Payout system
Torch’s payout model rewards high-quality predictions without relying on fixed market deadlines or pooled prize funds. The winning bets are rewarded based on a dynamically computed multiplier that reflects the quality and timing of the prediction.
Each token maintains its own isolated liquidity reserve, funded by forfeited losing bets. This reserve is the sole source of payouts, avoiding payout debt or delays.
The size of a winning base payout is set in advance at the moment of betting and is released at the moment of resolution unless it exceeds the reserve. It is calculated based on two core factors:
Prediction quality Bets are evaluated for their
Sharpness (how narrow the predicted range is)
Boldness (how far the prediction deviates from the current probability distribution at the time of placement)
Lead time (how far in advance the prediction was made)
Together, these dimensions reflect how risky, useful, and information-rich the prediction was.
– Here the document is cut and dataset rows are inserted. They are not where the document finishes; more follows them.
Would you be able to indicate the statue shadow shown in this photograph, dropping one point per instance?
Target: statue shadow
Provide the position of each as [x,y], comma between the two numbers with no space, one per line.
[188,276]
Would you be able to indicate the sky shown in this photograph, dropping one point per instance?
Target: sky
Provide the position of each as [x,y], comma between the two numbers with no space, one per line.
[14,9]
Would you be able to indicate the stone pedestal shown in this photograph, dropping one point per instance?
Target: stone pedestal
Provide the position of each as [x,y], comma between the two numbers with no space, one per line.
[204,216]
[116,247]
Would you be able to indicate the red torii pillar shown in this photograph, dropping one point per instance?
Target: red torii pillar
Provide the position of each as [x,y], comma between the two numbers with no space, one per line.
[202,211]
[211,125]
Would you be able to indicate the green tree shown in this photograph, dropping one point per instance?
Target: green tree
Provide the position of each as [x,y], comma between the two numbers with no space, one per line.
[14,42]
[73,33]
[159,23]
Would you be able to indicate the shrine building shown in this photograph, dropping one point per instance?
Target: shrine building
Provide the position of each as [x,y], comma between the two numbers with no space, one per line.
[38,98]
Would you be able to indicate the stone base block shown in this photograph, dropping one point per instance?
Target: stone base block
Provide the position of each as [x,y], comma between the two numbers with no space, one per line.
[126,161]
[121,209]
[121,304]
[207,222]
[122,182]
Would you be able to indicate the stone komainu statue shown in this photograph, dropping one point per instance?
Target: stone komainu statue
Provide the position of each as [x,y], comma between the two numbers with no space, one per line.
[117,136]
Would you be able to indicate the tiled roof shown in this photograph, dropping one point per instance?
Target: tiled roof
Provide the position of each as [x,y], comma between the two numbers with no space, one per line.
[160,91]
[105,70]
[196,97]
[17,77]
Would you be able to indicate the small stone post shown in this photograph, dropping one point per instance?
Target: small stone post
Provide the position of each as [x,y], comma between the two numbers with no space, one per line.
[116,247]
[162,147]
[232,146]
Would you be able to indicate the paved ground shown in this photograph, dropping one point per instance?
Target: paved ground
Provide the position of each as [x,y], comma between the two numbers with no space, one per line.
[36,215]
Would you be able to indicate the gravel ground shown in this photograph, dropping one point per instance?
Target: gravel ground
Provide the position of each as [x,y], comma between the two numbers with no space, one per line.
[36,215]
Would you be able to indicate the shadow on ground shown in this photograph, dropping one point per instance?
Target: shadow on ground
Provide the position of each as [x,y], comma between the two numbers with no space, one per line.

Reserve liquidity All payouts are capped based on the current size of the token's liquidity reserve to ensure solvency
Additionally, the payout might be boosted with a bonus, should reserve accumulate sufficient funds from the recent betting activity:
Reserve bonus A portion of the surplus reserve funds that exceed its Target Level.
To prevent spam and abuse, especially from trivial predictions like betting on extremely wide ranges, all bets are subject to a protocol fee. This guarantees that even bets with a theoretically positive expected return will be unprofitable if they offer no meaningful insight. The system naturally filters for high-confidence, information-rich predictions.
Torch’s payout architecture strikes a balance between personal incentive (to earn by predicting accurately) and systemic value (to contribute useful signals). It rewards those who identify significant movements early with precision and conviction, especially when doing so against the grain.